Al partenariato in campo sociale, culturale e umano è affidato l'impegnativo compito di favorire, nel rispetto delle reciproche differenze culturali e religiose, la creazione di una società civile mediterranea. Questo partenariato è inoltre rivolto alla cooperazione in materia di immigrazione, lotta al traffico di stupefacenti e repressione del terrorismo. Non è il caso di indugiare sulle molte perplessità connesse all'inclusione in un unico partenariato di problematiche tanto differenti. Piuttosto mi pare opportuno sottolineare come questo 'terzo pilastro' - oggetto privilegiato dei contributi del volume - sia rivolto a stemperare l'asimmetria insita negli altri due partenariati. Ed è quanto meno significativo che proprio alla dimensione culturale sia riconosciuta dalla Dichiarazione una valenza 'centripeta' primaria. Si tratta, come nota Panebianco, di un approccio 'costruttivista' che, nella fondazione dell'identità politica mediterranea, postula la necessità di un sistema condiviso di norme, valori e prassi.

Proprio sui pregi e sui limiti di questo progetto emerge dal volume un vivace, e prezioso, dibattito. Il giurista libanese Youssef Mouawad, ad esempio, sottolinea la distanza che separa l'archetipo islamico di società civile, fondato sul primato dell'esperienza religiosa e sulla centralità del gruppo familiare, dal significato che questa locuzione assume nell'esperienza giuridica e politica occidentale. Dal canto suo Mohammad El-Sayed Selim, docente dell'Università del Cairo, avverte tutti i rischi connessi ad una politica culturale europea che, priva della necessaria flessibilità, risulta spesso unidimensionale. Ulteriori contributi esaminano poi la compatibilità tra le istituzioni politiche e giuridiche delle due sponde del Mediterraneo, con particolare riguardo al riconoscimento ed alla tutela dei diritti umani.

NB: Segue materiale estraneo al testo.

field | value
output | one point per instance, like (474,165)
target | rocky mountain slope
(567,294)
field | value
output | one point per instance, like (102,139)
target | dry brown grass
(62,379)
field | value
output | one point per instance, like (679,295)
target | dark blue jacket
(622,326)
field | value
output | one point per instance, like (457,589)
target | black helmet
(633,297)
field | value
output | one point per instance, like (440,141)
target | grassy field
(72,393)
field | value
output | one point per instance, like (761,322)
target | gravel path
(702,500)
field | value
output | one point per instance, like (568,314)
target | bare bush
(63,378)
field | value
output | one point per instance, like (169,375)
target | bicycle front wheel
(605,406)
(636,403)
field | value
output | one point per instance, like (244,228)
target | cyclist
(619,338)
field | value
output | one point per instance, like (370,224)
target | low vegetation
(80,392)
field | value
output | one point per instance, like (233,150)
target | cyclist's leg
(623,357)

Se dunque la costituzione di un framework normativo condiviso da ambedue le sponde del Mediterraneo assume la fisionomia di una vera propria sfida culturale, si deve registrare come anche sul piano 'operativo' il terzo partenariato abbia incontrato forti difficoltà ed alcune spiacevoli impasses. La Dichiarazione di Barcellona ha promosso la costituzione di reti integrate di relazioni tra Organizzazioni Non-Governative (ONG), istituzioni culturali e centri di ricerca incardinati o meno negli apparati statuali. In particolare sono stati predisposti dei programmi di cooperazione rivolti ad ambiti specifici dalla tutela ambientale alla cooperazione nella formazione accademica, allo sviluppo dei media. L'esperienza maturata, salvo alcune pregevoli eccezioni quale il programma EuroMed Heritage, è stata tutt'altro che soddisfacente, tanto da portare ad inchieste giudiziarie ed al congelamento di molte iniziative. In questo poco confortante panorama, il contributo di Annette Jünemann fa luce sul ruolo delle ONG nel processo di costituzione di una società civile mediterranea. A Partire da Barcellona si è infatti instaurata la prassi dei c.d. EuroMed Civil Forums, riunioni parallele a quelle delle delegazioni governative del Partenariato Euro-Mediterraneo, organizzate dalle ONG. Questi Forums, arrivati nel 2005 al decimo appuntamento, coordinandosi in maniera più o meno diretta con gli appuntamenti 'istituzionali', hanno promosso istanze sociali, politiche ed economiche. Si è trattato di esperienze segnate spesso da atteggiamenti contraddittori, come Jünemann osserva con lucidità. Eppure di fronte alle difficoltà in cui si muovono i programmi ufficiali, proprio il ruolo degli EuroMed Civil Forums si sta dimostrando, in una prospettiva bottom-up, sempre più insostituibile nella definizione di una cornice normativa comune alle due sponde del Mediterraneo.